For starters, I use Dropbox for most of my working files. I have cleaned things up quite a bit and now use a similar system to that described by Chimero for folder and file naming. Older stuff has been zipped up and pushed to my Amazon S3 account (more on that later).

I recently discovered Amazon S3′s Reduced Redundancy Storage. Using a nifty, lightweight app called Arq, my entire home directory is backed up to my S3 account. (I also installed Arq on my wife’s MacBook Pro and it does its thing without ever getting in her way.) My bill for March, backing up both of our machine’s to the cloud, was $2.22. Considering most of that was for the “throughput” of the initial backup (subsequent backups just make incremental changes and push far less data), I’d say this is a pretty economical solution. Almost too cheap and easy not to use. There is no excuse for not backing up.

In addition to all that, once a week I use SuperDuper to clone my entire 64GB hard drive to one of two external USB drives. This is a 500GB portable USB drive partitioned into three sections: (1) backup, (2) libraries, and (3) scratch. My cloned HDD image is stored in the backup section. My Aperture library and a backup copy of my iTunes library are stored in the libraries section. I use the scratch section for moving things back and forth, or for audio or video recording and editing. This drive is small and travels with me in my Tom Bihn Ristretto.

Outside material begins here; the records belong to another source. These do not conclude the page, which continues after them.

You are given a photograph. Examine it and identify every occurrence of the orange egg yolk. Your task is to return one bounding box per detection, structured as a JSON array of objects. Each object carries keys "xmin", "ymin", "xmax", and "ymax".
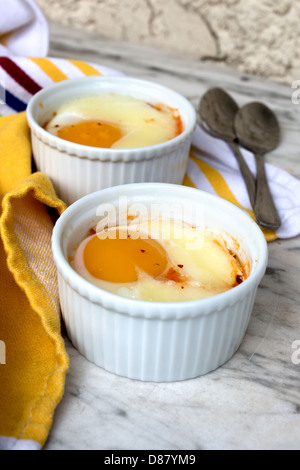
[
  {"xmin": 84, "ymin": 231, "xmax": 167, "ymax": 283},
  {"xmin": 57, "ymin": 121, "xmax": 123, "ymax": 148}
]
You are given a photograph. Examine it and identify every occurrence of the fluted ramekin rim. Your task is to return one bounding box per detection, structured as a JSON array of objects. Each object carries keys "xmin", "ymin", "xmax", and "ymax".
[{"xmin": 27, "ymin": 76, "xmax": 197, "ymax": 162}]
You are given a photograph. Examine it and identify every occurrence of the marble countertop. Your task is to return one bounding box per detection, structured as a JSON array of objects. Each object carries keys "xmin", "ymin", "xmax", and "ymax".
[{"xmin": 45, "ymin": 24, "xmax": 300, "ymax": 451}]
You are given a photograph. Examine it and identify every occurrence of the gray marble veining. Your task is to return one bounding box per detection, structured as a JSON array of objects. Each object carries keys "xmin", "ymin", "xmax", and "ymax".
[{"xmin": 46, "ymin": 24, "xmax": 300, "ymax": 451}]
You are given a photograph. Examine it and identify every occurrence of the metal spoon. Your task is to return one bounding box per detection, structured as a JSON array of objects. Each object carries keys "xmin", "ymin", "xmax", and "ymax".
[
  {"xmin": 234, "ymin": 103, "xmax": 281, "ymax": 230},
  {"xmin": 199, "ymin": 88, "xmax": 256, "ymax": 208}
]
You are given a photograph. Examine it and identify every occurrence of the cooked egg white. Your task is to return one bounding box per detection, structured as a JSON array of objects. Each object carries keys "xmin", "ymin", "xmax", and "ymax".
[
  {"xmin": 71, "ymin": 220, "xmax": 246, "ymax": 302},
  {"xmin": 44, "ymin": 93, "xmax": 183, "ymax": 149}
]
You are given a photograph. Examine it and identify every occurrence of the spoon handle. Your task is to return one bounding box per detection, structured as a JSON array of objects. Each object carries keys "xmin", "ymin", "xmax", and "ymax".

Finally, the entire 500GB drive is cloned once a week to an identical drive that I keep at work.

I told you I was a bit OCD about backups.

Bored Yet?

If you’ve made it this far and are still awake, thanks for reading. I hope that you’ve found some of this to be helpful in some way. In short, if you’re contemplating a jump to the MacBook Air, do it! You won’t be sorry. And once you tweak some of your file management techniques you’ll be glad you decided to on the smallest, lightest MacBook to date.